In the last 10 years, more than 150 studies were published describing the effect of ondansetron on the prevention of hypotension during spinal anaesthesia, as well as bradycardia. The mechanism of ondansetron’s activity is attributed to blockage of serotonin receptors (5-HT3), resulting in the interruption of the cardioinhibitory Bezold-Jarisch reflex from chemoreceptors. The reflex appears as a paradoxical reaction to a sudden drop of blood pressure, causing further degradation of compensatory mechanisms of the circulatory system (13, 39). A meta-analysis of 13 randomised controlled trials by Tubog et al. has shown that the incidence of hypotension is reduced by an average of 36% (from 12% to 73%), whereas the incidence of bradycardia is reduced by 69%. Ondansetron was administered intravenously 5 minutes before the start of the spinal block, with doses varying from 2 to 26 mg (40).
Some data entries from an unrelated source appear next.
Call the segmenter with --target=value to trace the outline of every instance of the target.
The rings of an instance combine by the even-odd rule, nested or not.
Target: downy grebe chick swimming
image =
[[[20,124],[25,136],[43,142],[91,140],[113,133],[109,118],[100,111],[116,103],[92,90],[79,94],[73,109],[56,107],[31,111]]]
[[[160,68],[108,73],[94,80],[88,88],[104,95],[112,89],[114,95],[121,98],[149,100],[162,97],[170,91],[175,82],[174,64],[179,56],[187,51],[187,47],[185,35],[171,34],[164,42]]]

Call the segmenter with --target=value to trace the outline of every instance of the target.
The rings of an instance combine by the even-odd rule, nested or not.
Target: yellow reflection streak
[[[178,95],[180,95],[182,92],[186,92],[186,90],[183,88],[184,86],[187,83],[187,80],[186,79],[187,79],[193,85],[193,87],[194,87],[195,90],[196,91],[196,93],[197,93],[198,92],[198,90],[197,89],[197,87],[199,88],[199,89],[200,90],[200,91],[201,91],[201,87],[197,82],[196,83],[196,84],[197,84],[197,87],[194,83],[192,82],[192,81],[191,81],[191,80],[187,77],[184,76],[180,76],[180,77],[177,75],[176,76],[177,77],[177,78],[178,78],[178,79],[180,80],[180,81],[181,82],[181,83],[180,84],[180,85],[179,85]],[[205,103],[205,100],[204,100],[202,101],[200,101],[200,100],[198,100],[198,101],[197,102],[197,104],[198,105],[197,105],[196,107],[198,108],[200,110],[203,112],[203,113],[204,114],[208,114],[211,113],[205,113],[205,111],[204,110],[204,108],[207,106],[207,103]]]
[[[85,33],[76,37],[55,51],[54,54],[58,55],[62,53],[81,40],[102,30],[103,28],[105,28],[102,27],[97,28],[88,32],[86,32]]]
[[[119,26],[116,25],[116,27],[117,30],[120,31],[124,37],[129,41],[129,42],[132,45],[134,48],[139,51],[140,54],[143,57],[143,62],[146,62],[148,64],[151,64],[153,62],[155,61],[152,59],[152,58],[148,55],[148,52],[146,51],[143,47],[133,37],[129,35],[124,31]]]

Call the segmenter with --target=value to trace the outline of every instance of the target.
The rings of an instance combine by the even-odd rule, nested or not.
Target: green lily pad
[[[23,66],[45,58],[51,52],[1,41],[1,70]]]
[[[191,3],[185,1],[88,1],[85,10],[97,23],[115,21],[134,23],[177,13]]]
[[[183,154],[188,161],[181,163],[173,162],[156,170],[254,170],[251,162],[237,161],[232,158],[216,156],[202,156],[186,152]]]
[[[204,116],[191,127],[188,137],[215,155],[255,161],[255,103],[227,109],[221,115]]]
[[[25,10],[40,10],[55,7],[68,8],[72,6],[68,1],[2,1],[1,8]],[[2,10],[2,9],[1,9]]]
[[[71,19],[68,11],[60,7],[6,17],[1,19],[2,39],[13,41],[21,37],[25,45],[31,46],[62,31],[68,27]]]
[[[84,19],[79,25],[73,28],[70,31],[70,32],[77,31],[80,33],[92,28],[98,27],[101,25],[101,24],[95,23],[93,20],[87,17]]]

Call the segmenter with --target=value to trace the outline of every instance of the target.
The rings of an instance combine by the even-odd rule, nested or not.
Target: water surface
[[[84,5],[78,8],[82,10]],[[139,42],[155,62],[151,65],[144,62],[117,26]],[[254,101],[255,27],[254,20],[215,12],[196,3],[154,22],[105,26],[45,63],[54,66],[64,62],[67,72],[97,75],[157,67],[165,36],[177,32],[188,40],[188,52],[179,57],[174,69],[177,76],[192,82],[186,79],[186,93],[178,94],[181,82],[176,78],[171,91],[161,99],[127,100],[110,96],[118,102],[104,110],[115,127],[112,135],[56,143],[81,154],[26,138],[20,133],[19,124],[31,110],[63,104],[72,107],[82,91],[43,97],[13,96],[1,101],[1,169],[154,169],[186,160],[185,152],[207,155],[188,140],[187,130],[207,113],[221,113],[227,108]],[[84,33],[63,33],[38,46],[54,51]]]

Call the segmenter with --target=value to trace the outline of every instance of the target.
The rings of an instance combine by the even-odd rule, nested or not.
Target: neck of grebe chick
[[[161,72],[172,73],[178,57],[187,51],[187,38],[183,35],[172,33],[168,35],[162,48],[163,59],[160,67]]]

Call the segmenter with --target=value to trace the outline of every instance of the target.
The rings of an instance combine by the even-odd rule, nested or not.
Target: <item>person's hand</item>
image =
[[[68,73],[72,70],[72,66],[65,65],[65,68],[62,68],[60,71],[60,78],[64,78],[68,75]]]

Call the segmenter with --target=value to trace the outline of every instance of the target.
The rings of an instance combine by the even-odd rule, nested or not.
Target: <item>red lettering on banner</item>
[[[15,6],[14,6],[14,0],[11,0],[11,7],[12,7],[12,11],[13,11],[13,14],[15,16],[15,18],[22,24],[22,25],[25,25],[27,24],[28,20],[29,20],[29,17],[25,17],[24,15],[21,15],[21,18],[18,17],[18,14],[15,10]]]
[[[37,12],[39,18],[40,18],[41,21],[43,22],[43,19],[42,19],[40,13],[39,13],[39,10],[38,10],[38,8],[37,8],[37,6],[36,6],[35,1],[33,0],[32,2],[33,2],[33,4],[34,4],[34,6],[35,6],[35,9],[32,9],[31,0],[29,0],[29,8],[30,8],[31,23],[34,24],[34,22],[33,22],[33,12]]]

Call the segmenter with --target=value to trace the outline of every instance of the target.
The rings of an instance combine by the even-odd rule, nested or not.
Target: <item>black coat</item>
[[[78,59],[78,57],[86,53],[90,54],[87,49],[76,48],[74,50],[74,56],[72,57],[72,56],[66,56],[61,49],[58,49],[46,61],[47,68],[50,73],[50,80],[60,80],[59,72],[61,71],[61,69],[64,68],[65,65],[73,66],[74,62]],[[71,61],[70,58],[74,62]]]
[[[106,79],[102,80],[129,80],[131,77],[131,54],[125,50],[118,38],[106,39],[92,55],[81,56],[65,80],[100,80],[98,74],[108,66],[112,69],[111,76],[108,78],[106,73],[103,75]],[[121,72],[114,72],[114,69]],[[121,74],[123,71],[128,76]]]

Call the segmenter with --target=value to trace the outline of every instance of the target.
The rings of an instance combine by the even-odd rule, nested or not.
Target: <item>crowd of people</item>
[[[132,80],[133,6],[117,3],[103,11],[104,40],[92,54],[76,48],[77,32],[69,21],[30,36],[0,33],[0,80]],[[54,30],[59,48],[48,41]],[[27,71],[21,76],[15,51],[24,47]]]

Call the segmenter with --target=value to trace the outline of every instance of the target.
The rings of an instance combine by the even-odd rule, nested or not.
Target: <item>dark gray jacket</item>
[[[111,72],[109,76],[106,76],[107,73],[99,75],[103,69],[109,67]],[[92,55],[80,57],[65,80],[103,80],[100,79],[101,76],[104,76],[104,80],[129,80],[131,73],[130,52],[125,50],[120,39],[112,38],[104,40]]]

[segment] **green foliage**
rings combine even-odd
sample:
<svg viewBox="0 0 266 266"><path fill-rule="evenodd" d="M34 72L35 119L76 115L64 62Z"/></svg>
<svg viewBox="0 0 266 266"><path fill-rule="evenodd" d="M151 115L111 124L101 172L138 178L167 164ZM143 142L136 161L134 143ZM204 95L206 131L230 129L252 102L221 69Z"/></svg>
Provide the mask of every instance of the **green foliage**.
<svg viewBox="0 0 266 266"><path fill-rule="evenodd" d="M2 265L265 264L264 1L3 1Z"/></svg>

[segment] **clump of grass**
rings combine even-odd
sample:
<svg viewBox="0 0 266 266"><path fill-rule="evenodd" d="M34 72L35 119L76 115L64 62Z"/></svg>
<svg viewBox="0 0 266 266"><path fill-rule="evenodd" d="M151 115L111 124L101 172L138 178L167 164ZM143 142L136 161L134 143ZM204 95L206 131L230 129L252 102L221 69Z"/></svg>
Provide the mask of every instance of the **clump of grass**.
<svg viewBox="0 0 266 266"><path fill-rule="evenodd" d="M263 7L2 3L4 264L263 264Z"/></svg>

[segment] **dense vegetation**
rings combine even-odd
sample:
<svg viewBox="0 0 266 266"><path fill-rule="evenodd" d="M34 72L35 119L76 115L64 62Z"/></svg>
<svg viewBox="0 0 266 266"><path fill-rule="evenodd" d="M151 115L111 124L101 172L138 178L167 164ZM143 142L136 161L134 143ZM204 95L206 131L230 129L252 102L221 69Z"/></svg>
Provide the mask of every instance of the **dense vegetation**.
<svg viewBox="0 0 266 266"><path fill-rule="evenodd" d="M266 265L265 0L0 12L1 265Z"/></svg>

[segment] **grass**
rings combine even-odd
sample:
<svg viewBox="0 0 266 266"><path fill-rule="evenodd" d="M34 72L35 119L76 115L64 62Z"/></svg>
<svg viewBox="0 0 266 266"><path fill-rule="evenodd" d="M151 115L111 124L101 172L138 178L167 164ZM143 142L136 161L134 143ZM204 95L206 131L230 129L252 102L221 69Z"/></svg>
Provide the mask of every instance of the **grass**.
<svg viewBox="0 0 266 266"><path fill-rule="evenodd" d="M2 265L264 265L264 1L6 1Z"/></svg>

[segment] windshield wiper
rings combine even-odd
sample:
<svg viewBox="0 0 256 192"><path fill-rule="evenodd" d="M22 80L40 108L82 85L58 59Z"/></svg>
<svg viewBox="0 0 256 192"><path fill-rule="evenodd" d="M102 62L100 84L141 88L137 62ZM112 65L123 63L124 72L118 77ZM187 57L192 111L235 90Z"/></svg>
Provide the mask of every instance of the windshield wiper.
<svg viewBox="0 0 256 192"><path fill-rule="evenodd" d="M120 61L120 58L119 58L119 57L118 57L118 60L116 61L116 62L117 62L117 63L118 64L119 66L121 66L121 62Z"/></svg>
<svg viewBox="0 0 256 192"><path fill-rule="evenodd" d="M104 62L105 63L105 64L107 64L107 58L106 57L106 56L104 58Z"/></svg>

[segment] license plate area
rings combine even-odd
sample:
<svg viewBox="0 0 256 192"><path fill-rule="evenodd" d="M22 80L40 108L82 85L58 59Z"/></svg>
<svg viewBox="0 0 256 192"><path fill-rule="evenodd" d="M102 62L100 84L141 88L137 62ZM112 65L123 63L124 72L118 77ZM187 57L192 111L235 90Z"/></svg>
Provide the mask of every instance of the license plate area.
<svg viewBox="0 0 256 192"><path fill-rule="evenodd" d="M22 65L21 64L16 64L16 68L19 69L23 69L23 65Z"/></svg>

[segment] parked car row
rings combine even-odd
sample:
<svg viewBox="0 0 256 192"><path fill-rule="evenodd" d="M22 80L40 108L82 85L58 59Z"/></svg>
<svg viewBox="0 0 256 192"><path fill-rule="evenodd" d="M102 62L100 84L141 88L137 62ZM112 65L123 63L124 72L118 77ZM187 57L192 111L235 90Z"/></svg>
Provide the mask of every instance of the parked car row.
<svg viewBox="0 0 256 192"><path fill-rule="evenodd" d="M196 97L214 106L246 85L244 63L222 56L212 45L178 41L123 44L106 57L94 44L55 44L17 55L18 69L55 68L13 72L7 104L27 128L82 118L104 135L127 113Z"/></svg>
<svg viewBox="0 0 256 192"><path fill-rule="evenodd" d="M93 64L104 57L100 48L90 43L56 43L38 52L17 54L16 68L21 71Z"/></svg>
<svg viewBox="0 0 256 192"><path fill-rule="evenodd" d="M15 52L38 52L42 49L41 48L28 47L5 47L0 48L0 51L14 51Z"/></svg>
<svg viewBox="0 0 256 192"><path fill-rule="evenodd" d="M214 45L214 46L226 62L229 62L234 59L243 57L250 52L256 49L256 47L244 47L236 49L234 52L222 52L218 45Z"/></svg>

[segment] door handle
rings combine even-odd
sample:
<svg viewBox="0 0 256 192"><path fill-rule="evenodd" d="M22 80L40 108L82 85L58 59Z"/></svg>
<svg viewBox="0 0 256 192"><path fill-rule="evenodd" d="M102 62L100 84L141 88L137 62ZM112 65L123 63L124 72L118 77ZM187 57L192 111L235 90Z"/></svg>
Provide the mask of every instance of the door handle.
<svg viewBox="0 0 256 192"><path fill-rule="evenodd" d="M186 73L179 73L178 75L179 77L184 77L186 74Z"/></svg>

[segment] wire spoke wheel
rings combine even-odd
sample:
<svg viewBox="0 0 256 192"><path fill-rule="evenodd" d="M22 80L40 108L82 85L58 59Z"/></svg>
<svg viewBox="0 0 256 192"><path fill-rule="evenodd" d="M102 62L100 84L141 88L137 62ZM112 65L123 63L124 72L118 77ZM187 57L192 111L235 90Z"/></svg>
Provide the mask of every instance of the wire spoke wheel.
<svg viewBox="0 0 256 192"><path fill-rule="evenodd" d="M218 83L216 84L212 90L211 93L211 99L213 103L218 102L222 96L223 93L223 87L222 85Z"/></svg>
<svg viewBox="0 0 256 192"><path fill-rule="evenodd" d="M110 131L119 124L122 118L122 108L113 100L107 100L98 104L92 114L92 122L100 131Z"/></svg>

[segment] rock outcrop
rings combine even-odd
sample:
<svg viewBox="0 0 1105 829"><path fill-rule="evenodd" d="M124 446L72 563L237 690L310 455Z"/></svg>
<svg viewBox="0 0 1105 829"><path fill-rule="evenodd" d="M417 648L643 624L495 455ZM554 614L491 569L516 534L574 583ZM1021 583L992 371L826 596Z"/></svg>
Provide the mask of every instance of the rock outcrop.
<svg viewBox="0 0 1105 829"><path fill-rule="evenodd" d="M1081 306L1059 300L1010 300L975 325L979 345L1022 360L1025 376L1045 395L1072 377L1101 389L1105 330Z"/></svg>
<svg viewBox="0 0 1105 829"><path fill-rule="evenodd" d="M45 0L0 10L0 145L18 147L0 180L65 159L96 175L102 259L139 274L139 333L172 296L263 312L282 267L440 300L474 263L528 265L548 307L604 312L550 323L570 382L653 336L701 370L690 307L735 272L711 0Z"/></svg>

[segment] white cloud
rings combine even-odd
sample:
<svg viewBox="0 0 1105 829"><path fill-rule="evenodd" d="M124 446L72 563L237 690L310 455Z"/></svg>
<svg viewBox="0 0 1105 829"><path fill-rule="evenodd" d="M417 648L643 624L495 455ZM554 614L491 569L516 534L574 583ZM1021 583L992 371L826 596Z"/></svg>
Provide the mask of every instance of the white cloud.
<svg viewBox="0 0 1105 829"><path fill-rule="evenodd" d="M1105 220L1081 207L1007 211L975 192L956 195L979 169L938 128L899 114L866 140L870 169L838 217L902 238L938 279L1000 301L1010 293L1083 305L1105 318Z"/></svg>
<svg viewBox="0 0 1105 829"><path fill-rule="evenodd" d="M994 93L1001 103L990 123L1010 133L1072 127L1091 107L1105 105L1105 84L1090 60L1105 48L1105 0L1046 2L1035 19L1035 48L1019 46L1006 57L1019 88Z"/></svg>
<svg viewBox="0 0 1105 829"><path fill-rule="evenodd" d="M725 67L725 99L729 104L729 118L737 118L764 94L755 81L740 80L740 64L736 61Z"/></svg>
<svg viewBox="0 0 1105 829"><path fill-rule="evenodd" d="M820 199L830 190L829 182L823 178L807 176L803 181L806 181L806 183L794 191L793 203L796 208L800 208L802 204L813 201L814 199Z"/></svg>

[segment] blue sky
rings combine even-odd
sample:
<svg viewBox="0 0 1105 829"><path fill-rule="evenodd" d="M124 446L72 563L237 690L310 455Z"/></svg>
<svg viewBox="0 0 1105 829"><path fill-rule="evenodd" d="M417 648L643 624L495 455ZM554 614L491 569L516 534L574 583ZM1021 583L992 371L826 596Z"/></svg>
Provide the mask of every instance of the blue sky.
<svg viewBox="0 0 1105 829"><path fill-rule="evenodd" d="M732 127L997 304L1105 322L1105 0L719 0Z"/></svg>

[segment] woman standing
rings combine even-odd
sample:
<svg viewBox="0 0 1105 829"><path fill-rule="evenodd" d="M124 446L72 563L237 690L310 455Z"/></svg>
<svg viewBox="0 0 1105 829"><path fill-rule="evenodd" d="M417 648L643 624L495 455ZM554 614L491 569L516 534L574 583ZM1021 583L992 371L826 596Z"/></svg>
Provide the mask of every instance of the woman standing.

Even though these results support the hypothesis on the positive effects of ondansetron in the prevention of spinal block-induced hypotension, due to the heterogeneity in terms of samples, local anaesthetics mixtures, results and applied doses of ondansetron, it is still early to recommend its routine administration in obstetric spinal anaesthesia for caesarean section. One limiting factor for its routine administration is the fact that there are also studies that did not prove the efficiency of ondansetron in the prevention of hypotension (41).
Conclusion
Hypotension occurring during spinal anaesthesia for caesarean section is the most common side effect of this type of anaesthesia, which requires specific prevention and treatment measures. A significant drop in blood pressure during caesarean section may jeopardise both the mother and the child, and it is important to implement steps to maintain optimal circulatory stability during surgery. Based on existing findings and considerable clinical experience, our approach to the prevention and treatment of hypotension is multimodal, combining the administration of crystalloids and/or colloids before and during anaesthesia, limiting the aortocaval compression of the pregnant uterus, administration of smaller doses of local anaesthetics combined with opioid analgesics, and administration of vasopressors. The least negative effect of phenylephrine on foetal acidosis makes it at this moment the vasopressor of choice. Rather than taking the reactive approach, it is recommended to start with prophylactic administration of phenylephrine by continuous infusion immediately after intrathecal administration of local anaesthetic.